Kondisi ini ditemukan pada lebih dari 1,4 juta data penerima bansos yang terindikasi berkaitan dengan aktivitas judi daring.
Menteri Sosial Saifullah Yusuf mengatakan, indikasi tersebut tidak serta-merta menunjukkan bahwa pemilik identitas merupakan pelaku judi online. Kemensos menemukan adanya kemungkinan data atau KTP penerima bansos digunakan oleh pihak lain untuk membuat akun maupun melakukan transaksi tertentu.
"Ada 1.400.000 lebih terindikasi penerima bansos bermain judol. Sekarang kita dalami, ada fenomena KTP penerima bansos dimanfaatkan orang lain untuk membuat akun, membeli motor, atau langganan listrik," kata pria biasa disapa Gus Ipul ini, seperti dilansir Antara.
Salah satu persoalan serupa sebelumnya dialami pasangan lansia di Pekalongan, Jawa Tengah. Dayat (77) dan Darmi (63) sempat kehilangan bantuan sosial setelah data mereka terindikasi terkait aktivitas judi online.
Padahal, pasangan tersebut mengaku tidak pernah bermain judi online dan bahkan tidak memiliki telepon seluler. Keduanya juga tidak memiliki latar pendidikan formal yang memadai untuk menggunakan layanan digital.
Kasus tersebut menjadi perhatian karena indikasi pada sistem data bansos dapat berdampak langsung terhadap penerima yang sebenarnya tidak melakukan aktivitas judi daring.
Dinas Sosial setempat sebelumnya menyebut lebih dari 10.870 penerima bansos telah dikeluarkan dari daftar penerima dalam satu periode karena berbagai indikator. Dalam kasus Dayat dan Darmi, pengajuan keberatan telah dilakukan sejak November 2025. Bantuan keduanya kemudian kembali diaktifkan pada 30 Agustus 2026 setelah dilakukan proses verifikasi.

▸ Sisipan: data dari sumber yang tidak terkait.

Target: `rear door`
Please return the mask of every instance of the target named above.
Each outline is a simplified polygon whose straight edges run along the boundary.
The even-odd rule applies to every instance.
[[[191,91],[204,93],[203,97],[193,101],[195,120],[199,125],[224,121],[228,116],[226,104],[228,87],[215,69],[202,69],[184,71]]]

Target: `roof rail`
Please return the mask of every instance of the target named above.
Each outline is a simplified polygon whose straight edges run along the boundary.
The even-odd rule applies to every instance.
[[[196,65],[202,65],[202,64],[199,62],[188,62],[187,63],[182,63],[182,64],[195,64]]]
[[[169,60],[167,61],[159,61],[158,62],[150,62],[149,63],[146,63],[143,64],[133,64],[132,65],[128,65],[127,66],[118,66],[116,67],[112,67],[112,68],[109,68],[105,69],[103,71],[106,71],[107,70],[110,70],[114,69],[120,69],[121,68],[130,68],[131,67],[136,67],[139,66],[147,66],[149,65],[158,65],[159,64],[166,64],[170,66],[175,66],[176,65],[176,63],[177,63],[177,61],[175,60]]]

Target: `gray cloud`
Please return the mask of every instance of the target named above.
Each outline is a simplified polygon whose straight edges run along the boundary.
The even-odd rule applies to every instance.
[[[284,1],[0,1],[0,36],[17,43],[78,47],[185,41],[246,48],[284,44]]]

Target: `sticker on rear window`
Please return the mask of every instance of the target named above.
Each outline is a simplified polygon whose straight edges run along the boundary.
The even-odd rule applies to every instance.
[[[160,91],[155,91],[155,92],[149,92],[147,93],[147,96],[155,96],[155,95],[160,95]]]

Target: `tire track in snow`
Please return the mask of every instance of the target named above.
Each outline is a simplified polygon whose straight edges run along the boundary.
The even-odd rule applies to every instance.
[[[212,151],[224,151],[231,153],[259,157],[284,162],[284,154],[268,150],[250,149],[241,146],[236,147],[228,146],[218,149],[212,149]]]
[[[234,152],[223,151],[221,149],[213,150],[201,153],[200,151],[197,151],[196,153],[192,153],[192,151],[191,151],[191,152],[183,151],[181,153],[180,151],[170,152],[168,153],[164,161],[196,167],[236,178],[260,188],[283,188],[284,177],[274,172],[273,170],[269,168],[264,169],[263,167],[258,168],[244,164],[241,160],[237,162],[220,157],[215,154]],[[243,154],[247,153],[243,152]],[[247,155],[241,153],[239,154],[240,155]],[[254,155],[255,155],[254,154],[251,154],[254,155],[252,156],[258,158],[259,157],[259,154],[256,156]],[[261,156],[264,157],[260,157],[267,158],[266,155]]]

Saifullah mengatakan Kemensos akan melakukan pendalaman terhadap data penerima bansos yang terindikasi terlibat judol. Pemeriksaan dilakukan untuk memastikan apakah aktivitas tersebut benar dilakukan oleh penerima atau terdapat penyalahgunaan identitas.
"Jika terbukti memenuhi kriteria dan tidak bersalah secara langsung, bansos akan tetap disalurkan,"
Kemensos juga berkoordinasi dengan Kementerian Komunikasi dan Digital serta Polri untuk menelusuri persoalan tersebut.
Pemerintah menggunakan Data Tunggal Sosial Ekonomi Nasional (DTSEN) sebagai salah satu basis dalam proses verifikasi dan pemutakhiran data penerima bantuan.